Exploring Cosmology
Start with what was, for a long time, the "standard" cosmology:
H_{o}=50, Omega_{M}=1, Omega_{L}=0
 What is the current age of this universe; ie, how old is this universe at a redshift z=0?
 If we change the Hubble constant to H_{o}=100, how does this change the age of the Universe? Why does the age of the Universe change?
 Hubble's initial estimate (in 1929) of the current expansion rate was H_{0}=500 km/s/Mpc. What is the age of the Universe under this model? Is that reasonable?
 Now reduce the mass density of the Universe to Omega_{M}=0.5. How and why does the age change?
 Increase the mass density to Omega_{M}=2.0. Again, how and why does the age change?
Now put some data points on the age plot.
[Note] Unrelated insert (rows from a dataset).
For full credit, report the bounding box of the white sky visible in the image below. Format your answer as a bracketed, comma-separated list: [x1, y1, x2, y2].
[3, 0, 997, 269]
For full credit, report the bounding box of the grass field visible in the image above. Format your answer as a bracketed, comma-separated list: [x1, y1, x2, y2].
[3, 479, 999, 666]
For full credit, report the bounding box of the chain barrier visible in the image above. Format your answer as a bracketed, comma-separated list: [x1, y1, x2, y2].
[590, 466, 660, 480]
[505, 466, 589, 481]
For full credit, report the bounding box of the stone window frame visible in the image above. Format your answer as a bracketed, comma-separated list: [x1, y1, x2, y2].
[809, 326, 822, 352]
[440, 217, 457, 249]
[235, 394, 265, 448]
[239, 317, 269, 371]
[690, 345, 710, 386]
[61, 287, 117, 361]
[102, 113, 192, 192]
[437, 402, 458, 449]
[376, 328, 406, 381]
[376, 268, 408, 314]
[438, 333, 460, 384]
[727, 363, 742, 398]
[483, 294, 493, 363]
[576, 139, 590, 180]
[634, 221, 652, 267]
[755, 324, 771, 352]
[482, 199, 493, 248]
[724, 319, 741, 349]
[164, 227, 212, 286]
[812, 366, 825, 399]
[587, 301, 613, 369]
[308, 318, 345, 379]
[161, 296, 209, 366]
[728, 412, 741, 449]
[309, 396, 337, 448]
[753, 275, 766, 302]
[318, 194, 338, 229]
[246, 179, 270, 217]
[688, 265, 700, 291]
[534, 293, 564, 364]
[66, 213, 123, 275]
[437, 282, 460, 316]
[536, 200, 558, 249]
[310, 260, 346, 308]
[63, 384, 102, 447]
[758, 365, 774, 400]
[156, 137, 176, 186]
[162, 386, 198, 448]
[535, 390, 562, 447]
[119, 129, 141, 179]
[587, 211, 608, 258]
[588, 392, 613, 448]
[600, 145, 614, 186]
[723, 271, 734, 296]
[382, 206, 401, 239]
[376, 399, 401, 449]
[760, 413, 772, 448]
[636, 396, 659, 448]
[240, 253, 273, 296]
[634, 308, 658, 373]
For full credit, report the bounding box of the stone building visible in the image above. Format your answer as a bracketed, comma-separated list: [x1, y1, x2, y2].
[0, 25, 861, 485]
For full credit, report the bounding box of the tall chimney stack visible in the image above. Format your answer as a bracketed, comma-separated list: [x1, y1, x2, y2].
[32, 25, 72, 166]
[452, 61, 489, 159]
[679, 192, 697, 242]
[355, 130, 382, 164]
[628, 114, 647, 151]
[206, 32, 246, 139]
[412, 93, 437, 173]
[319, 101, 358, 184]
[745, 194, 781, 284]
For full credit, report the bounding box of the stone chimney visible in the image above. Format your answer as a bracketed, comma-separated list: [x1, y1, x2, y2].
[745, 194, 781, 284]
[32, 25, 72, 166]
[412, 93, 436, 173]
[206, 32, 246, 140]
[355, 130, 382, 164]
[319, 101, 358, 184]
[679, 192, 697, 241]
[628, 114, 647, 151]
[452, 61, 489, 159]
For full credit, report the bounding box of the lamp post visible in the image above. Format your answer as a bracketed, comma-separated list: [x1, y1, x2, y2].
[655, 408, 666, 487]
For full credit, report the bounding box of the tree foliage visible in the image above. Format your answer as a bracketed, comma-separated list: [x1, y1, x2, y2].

Try these:
 The sun is currently about 5 billion years old.
 The age of the disk of the galaxy is about 10 billion years old.
 The oldest globular clusters in the galaxy are 1215 billion years old.
Given these ages:
 How big can H_{o} be if Omega_{M}=1?
 If Omega_{M} is lower than 1, say Omega_{M}=0.3, how big can H_{o} be?
 A current estimate of H_{o} is H_{o}=65. Is H_{o}=65, Omega_{M}=0.3 consistent with the age estimates of objects in our galaxy?
Now add a cosmological constant by making Omega_{L} nonzero.
 For a H_{o}=65, Omega_{M}=0.3, what happens to the age of the universe as you increase Omega_{L}? Why does the age change?
Finally, put data for LBDS 53W091 on the age plot. It is a galaxy at
a redshift of 1.552, and a preliminary estimate of its age was 3 Gyr.
 How does adding this point constrain cosmology? Show an example
of a cosmology that was consistant with the galaxy age data but
is inconsistent with the 3 Gyr age of LBDS 53W091.
More recent estimates of the age of LBDS 53W091 suggest it is younger,
only 1.5 Gyr old at its redshift of 1.552.
 How does this change the allowed cosmologies?